I remember sitting there in my subway seat, watching you and your siblings and marveling that you all were mine.  I watched you all laugh, and talk, joke and you were just grown up versions of the silly little kids that use to run around in our little red brick house.

I wondered how it had happened that I was your Mom.  It certainly wasn't because I was smarter or wiser.  I just decided that perhaps, as spirits, God gave us a chance to draw straws to see who would get to be the mother...and I won.

The next day, we left your sisters to go sight-seeing while you, Mark and I rented a car and headed to New Jersey.  I knew you were apprehensive.  You were quiet during our drive there and when we entered the doctor's office I kept wondering if by chance you might back out from having the implant.  You didn't though.  The Naltrexone tablet was inserted just under the skin, to the left side of your lower back.  I prayed this would be the answer to your addiction.  Perhaps if you could stay off drugs for a while, you would see that you could do it permanently.  You were warned that when the tablet dissolved, if you took as many pills as you had grown accustomed to, it could kill you.
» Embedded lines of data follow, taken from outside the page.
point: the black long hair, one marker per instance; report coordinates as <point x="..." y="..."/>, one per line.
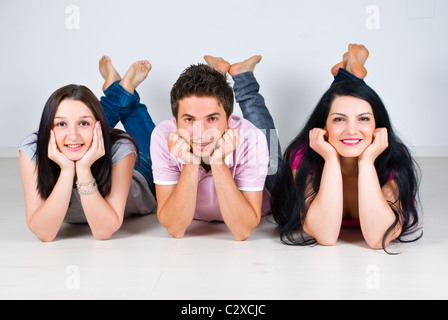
<point x="48" y="171"/>
<point x="289" y="201"/>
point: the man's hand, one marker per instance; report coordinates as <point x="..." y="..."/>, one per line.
<point x="180" y="148"/>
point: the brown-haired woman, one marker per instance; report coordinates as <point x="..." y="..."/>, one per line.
<point x="78" y="168"/>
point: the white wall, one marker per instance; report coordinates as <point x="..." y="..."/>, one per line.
<point x="299" y="40"/>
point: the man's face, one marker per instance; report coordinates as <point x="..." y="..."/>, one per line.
<point x="201" y="121"/>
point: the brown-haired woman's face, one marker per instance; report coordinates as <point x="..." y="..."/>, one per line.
<point x="350" y="126"/>
<point x="73" y="127"/>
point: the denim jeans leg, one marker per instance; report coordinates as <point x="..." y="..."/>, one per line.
<point x="116" y="103"/>
<point x="121" y="105"/>
<point x="254" y="109"/>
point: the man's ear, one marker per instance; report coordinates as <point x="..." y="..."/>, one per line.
<point x="229" y="121"/>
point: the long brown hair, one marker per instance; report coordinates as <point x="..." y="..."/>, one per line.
<point x="48" y="171"/>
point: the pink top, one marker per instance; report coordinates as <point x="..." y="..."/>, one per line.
<point x="248" y="165"/>
<point x="295" y="165"/>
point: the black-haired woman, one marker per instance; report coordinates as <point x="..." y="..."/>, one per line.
<point x="347" y="167"/>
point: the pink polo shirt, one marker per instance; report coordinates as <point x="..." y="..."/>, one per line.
<point x="248" y="165"/>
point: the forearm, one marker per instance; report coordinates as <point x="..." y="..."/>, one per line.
<point x="238" y="214"/>
<point x="178" y="211"/>
<point x="375" y="214"/>
<point x="324" y="217"/>
<point x="103" y="220"/>
<point x="46" y="221"/>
You said you weren't in much pain, so my two boys and I decided to tour Philadelphia.  We went to see the Liberty Bell and Independence Hall and toured the cobbled streets of this birthplace of democracy.  We got lost trying to find our way back to NYC and ended up seeing the rural farmland of New Jersey.  After driving through some of the less desirable districts of New York, we finally made it back to the hotel in time for you to rest a while until your sisters arrived and we hit the night life of New York once more.

I thought of your Dad back home, taking care of business as usual.  How I appreciated his support in trying to help his son.  He never told you in words that he loved you.  He wasn't a man to give hugs and kisses.  Neither had his dad.  It bothered you and Mark that he didn't.  It didn't bother your sisters like it did you two.  I told you both that you had the option of changing things; of breaking the chain so to speak.  You could break that chain by telling your own children that you loved them.  You could break it by showing affection to your own.  And my darling son, that is just what you did.  You never left  the house nor had your boys leave the house without telling them you loved them.  You gave your hugs freely to them.  Your showing of affection was not only given your sons, but it was given freely and easily to others you loved.  And I was blessed to be among the ones you loved.